Sistem Pendidikan dan Pelatihan Vokasi
- Pembagian tanggung jawab pembangunan pendidikan dan pelatihan vokasi menganut konsep klasik yaitu antara Departemen Tenaga Kerja dan Departemen Pendidikan.
- Institusi pendidikan teknik sebagian besar diselenggarakan pada level pendidikan tinggi (ada 68 technical college dan 15 technikons). Pendidikan vokasi jenjang tinggi ini berada dibawah Departemen Pendidikan dengan anggaran dari pemerintah pusat.

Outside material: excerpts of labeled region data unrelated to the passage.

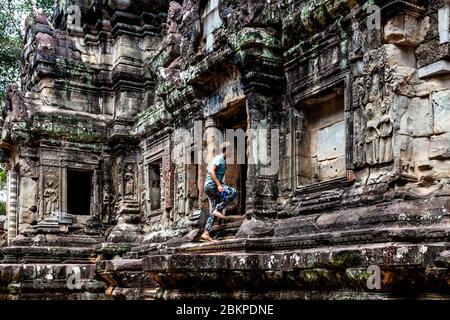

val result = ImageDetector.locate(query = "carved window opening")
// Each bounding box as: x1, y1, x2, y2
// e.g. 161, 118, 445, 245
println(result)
201, 0, 222, 53
295, 87, 346, 187
67, 169, 93, 215
148, 159, 162, 211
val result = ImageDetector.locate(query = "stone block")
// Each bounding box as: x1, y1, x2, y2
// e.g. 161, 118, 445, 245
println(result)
438, 5, 450, 44
411, 138, 430, 161
416, 38, 450, 68
384, 44, 416, 69
384, 14, 429, 47
429, 133, 450, 160
431, 90, 450, 134
319, 157, 346, 180
418, 60, 450, 79
317, 121, 345, 161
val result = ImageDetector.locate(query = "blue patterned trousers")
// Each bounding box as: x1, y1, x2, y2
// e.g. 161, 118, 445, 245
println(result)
205, 181, 237, 232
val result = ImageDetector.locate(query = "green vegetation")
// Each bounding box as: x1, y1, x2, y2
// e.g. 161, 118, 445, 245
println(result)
0, 0, 54, 103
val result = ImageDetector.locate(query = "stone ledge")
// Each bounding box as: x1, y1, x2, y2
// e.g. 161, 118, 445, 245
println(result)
418, 60, 450, 79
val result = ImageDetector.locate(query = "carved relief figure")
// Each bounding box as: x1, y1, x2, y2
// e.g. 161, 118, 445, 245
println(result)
44, 177, 58, 218
377, 99, 394, 162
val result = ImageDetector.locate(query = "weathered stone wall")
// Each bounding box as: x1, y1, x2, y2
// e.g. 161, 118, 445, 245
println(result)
0, 0, 450, 298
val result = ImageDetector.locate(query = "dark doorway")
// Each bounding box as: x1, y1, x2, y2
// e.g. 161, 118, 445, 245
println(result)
215, 100, 248, 215
148, 159, 162, 211
67, 170, 92, 215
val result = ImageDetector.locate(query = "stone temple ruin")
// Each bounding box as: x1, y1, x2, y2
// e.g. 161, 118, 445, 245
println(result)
0, 0, 450, 299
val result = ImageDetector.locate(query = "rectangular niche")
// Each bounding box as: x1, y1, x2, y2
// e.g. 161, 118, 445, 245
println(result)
66, 169, 93, 216
201, 0, 222, 53
296, 87, 346, 187
148, 159, 162, 212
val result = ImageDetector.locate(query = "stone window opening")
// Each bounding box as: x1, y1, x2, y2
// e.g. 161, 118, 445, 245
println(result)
148, 159, 162, 212
296, 87, 347, 187
201, 0, 222, 53
67, 169, 93, 216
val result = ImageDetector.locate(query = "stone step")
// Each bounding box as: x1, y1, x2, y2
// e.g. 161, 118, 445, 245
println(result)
211, 216, 245, 240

- Negara ini tidak memiliki sekolah vokasi khusus di level menengah seperti SMK. Namun ada beberapa sekolah menengah (umum) menawarkan pelajaran tambahan vokasi tradisional seperti pertukangan kayu, listrik, elektronik, mekanik, bricklaying, dll. Masalah terbesar dalam pendidikan adalah pada rendahnya kemampuan matematika dan sains di seluruh level.
- Lembaga-lembaga kunci dalam sistem pelatihan vokasi adalah Departemen Tenaga Kerja, Dewan Pelatihan Nasional, Dewan Pelatihan Industri, perusahaan, penyelenggara pelatihan (negeri dan swasta). Berdasar UU Pelatihan Tenaga Kerja tahun 1990, tanggung jawab utama pelatihan bagi pekerja sektor formal ada di perusahaan, sementara pemerintah hanya sebagai pendukung.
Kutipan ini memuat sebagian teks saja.